Безденежье прямо сказывалось на работе отца невозможностью затрачивать достаточные средства на производство. Невозможностью нанять модель, затруднительностью работы из камня, которая, как ни вертись, требует хоть некоей, но все же затраты денег, и, наконец, полной невозможностью перевода своих вещей в бронзу. Но главное, пожалуй, было в том, что в погоне за каким-либо худосочным, грошовым заработком он принужден был браться за работы, лежащие вне его интересов и вне его возможностей. С работами этими он очень мучился. Помимо того что они отрывали его от настоящей работы, после них всегда оставался неизменно противный осадок. Неладно было и с искусствознанием: с его литературными занятиями в области теории и истории искусства. Он занялся ими для заработка, заработок они давали ерундовский. В свое время их как-то ценили, и надо сказать, что и на сей день они не утратили своей значимости. Но сам папа очень тяготился этим занятием, он не любил типа теоретизирующего художника, считал, что искусствознание несовместимо с практической художественной деятельностью, что оно забивает голову и отнимает у настоящей работы что-то существенное. Позанимавшись несколько вечеров подряд этим делом, он терял рабочую форму и должен был делать перерывы в работе по скульптуре.
В этот период я был сначала мальчиком, потом юношей. Мои интересы не требовали никакой затраты средств, лишения, которые меня лично затрагивали, казались мне делом вполне естественным и привычным. Я ведь как-никак вырос в обстановке этих лишений. Я активно помогал маме в организаторской стороне жизни, бегал постоянно по ее поручениям, но это меня не затрудняло и не смущало. Мучило меня безденежье лишь за отца тем, что мешало ему работать, создавало бессмысленные и оскорбительные препятствия, мучило настолько, что чувствую это живо и по сей день.
Впоследствии, почти через двадцать лет, мне пришлось перенести столь же длительное, но куда более лютое безденежье. Причем безденежье безнадежно бесперспективное и ничем не скрашенное. По каким-то причинам, мне мало понятным, я сейчас вспоминаю его спокойнее. По-видимому, именно так часто бывает в жизни, ведь собственные трудности, пусть очень тяжелые, можно как-то заволакивать, рассеивать мелочными необходимостями будней. А беды и горе близких людей давят тебя, не давая покоя и роздыха. В связи с этим напрашивается и совсем другая мысль: ведь самое материально немыслимое для меня время было с конца сороковых годов до середины пятидесятых, время вообще это было страшное, и гнет его был ужасен, и все-таки воздух, тогда нас окружавший, был чем-то чище воздуха пресловутых двадцатых годов.
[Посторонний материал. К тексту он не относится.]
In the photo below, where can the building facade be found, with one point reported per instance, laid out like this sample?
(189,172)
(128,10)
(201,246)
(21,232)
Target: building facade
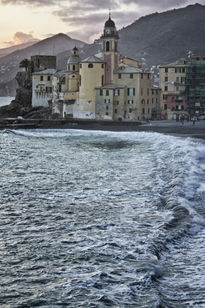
(195,86)
(104,87)
(173,85)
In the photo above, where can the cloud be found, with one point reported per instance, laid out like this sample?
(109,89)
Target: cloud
(85,20)
(21,38)
(31,2)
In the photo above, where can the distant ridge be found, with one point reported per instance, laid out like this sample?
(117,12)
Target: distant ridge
(9,64)
(158,38)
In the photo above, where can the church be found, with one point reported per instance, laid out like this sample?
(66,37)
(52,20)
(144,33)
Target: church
(106,86)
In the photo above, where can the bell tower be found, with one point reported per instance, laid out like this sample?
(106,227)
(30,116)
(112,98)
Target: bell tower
(110,52)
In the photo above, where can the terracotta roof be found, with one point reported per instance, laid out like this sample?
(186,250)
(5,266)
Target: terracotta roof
(92,59)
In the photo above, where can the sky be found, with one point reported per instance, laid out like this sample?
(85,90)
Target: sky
(22,21)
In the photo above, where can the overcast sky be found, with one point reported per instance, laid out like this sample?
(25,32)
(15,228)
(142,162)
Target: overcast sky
(25,20)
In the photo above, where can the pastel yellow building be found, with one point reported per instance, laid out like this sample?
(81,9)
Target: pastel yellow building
(104,87)
(172,83)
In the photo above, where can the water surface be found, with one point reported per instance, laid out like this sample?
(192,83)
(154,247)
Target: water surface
(97,219)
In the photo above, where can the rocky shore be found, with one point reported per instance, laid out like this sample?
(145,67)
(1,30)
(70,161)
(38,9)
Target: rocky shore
(165,127)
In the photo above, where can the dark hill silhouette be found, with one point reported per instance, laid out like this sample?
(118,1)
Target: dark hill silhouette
(159,38)
(9,65)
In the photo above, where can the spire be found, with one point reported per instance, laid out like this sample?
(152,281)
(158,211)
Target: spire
(109,13)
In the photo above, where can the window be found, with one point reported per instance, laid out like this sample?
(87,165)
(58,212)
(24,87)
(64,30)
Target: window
(131,91)
(183,80)
(48,89)
(116,92)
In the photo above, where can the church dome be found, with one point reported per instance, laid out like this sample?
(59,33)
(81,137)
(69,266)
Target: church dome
(110,23)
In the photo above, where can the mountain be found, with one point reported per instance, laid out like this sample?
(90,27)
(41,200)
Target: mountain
(9,64)
(159,38)
(165,37)
(155,39)
(8,50)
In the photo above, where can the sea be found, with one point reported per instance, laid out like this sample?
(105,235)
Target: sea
(101,219)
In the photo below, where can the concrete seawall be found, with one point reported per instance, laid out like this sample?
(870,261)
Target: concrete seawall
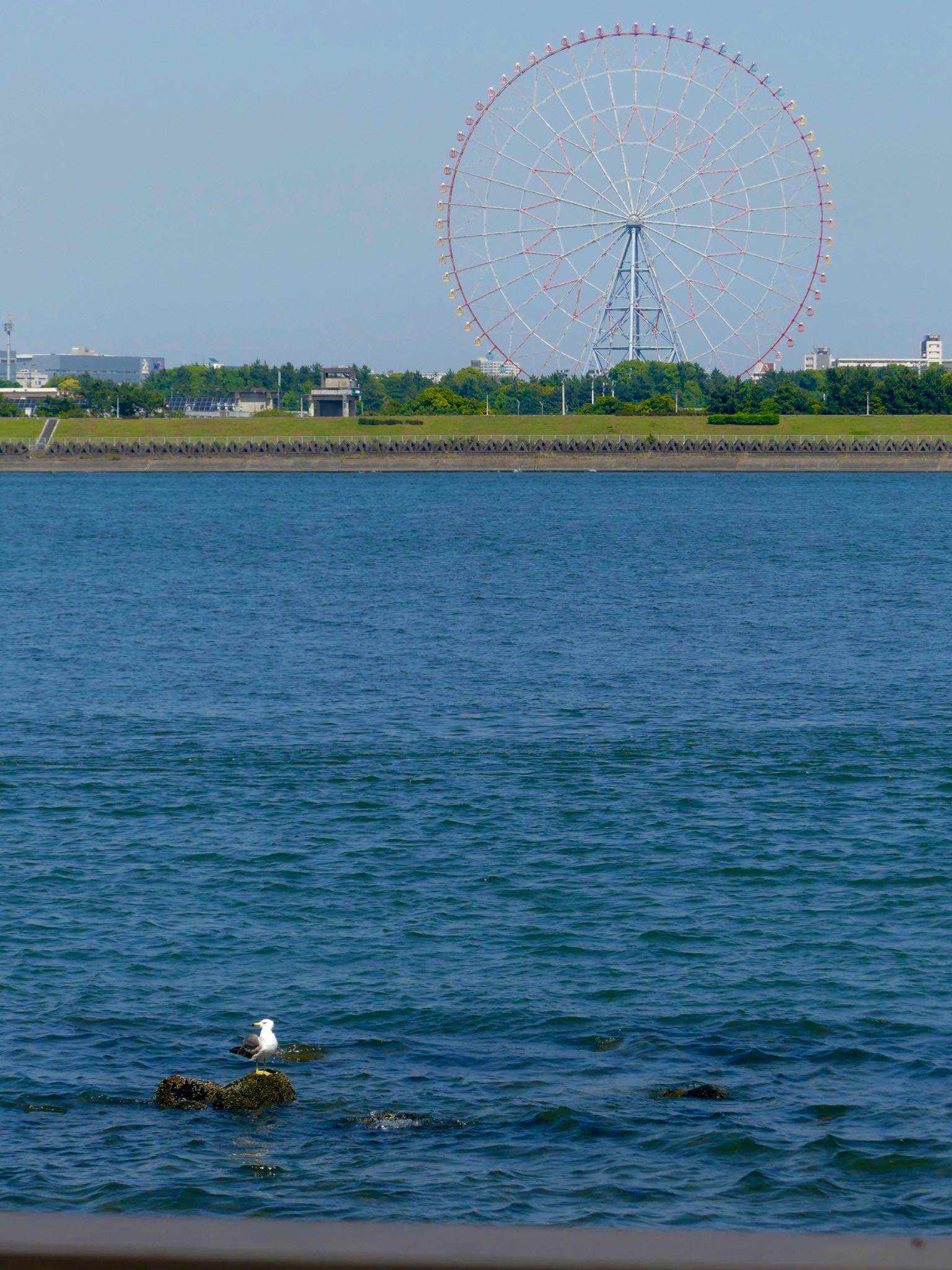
(512,463)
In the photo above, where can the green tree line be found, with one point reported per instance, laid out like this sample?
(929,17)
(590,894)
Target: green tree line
(655,388)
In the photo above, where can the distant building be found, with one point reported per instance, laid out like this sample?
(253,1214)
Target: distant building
(930,355)
(338,395)
(816,361)
(35,370)
(27,399)
(495,370)
(252,401)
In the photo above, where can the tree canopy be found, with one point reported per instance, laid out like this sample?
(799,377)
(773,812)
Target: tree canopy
(630,388)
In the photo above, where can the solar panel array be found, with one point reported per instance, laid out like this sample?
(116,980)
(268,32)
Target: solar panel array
(203,404)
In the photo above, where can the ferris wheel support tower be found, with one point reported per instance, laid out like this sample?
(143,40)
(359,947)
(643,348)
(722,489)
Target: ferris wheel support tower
(637,324)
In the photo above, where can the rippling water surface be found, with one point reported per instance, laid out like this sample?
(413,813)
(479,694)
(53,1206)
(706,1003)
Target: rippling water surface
(518,796)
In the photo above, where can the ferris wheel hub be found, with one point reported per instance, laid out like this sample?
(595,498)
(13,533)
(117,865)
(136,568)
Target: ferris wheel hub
(633,197)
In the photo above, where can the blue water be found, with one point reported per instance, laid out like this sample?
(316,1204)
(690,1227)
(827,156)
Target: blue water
(518,796)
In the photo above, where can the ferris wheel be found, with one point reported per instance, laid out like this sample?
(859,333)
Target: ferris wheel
(635,195)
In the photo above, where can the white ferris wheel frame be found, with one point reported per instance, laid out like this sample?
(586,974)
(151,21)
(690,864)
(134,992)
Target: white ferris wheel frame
(619,221)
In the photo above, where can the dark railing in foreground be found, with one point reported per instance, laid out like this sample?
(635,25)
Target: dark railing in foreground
(35,1241)
(777,443)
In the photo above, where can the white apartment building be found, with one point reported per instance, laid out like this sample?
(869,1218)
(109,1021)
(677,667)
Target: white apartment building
(930,355)
(496,370)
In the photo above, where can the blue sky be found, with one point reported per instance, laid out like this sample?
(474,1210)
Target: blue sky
(245,179)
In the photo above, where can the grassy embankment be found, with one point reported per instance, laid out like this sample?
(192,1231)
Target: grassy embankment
(480,425)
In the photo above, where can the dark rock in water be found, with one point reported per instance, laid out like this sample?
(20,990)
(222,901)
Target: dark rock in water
(253,1091)
(249,1094)
(298,1052)
(695,1091)
(186,1093)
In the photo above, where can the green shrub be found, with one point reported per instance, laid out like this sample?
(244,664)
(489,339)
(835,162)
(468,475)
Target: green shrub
(760,420)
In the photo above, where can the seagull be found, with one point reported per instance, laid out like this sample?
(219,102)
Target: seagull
(259,1047)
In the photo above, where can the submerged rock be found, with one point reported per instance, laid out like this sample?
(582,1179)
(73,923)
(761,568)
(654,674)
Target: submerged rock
(253,1091)
(186,1093)
(694,1091)
(248,1094)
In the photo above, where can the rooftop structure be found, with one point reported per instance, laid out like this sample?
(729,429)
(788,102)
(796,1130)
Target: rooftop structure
(495,370)
(338,395)
(930,355)
(35,370)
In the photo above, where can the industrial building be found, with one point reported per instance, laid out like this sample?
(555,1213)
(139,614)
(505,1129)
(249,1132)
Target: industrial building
(930,355)
(338,395)
(35,370)
(496,370)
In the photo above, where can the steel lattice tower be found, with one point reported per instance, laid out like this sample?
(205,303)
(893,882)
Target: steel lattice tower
(635,326)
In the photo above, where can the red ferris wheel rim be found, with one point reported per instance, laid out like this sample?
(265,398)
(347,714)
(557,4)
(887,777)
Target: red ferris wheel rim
(804,138)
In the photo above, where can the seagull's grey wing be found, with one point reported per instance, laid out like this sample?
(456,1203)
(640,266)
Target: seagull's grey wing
(249,1047)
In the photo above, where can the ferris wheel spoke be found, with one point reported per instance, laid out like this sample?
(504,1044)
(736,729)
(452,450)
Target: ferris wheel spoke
(571,316)
(522,253)
(617,126)
(695,123)
(729,172)
(711,259)
(677,150)
(725,226)
(555,168)
(571,172)
(509,184)
(547,260)
(654,121)
(578,225)
(537,173)
(582,145)
(748,190)
(594,117)
(733,172)
(710,308)
(715,93)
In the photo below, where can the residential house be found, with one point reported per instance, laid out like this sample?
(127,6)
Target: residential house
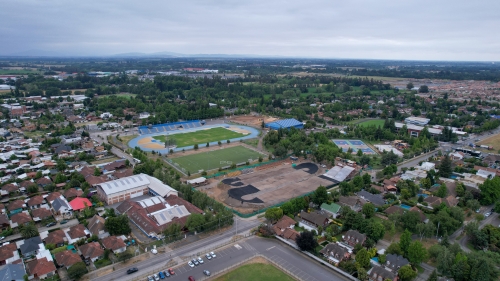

В чем тут дело, почему это так? Неужели же все же дело в «искупительной массовой жертве»? Теперь все чаще думается, что в этом и дело. За что же искупление, неужели за глубокомысленное резонерство девятнадцатого столетия?
Безденежье было далеко не единственной тяготой, висевшей на нашей семье, нас тогда буквально обстреливаю со всех сторон. Мучила именно эта массированность обстрела и отсутствие защищенных мест. Непрерывный обстрел рождал чувство страха даже в людях, для подобного чувства мало приспособленных. Но тогда, в те годы, страх принимал формы вполне осязаемые, отчего субъективно он воспринимался скорее локально, и только в тридцатые годы страх, потеряв свою осязательность, загнездился буквально во всем.
Вот почему так трудно писать о двадцатых годах: ведь взятые в отдельности, все это мелочи вполне осязаемые и будничные, в единстве же времени и места, навалившиеся скопом на человека, они уродовали его жизнь.
Таким образом, можно довольно точно сказать, что почти ни одно из обстоятельств, засорявших жизнь людей в двадцатые годы, само по себе не было определяющим для времени. Действительно могут они нарисовать жизнь того времени лишь совместно с другими и именно в том сочетании, в котором они наваливались на жизнь той или иной семьи. В дальнейшем, с середины тридцатых годов, уже четко наметился процесс стандартизации этих сочетаний, и количество полутонов, отличающих жизнь одной семьи от жизни другой, уменьшилось.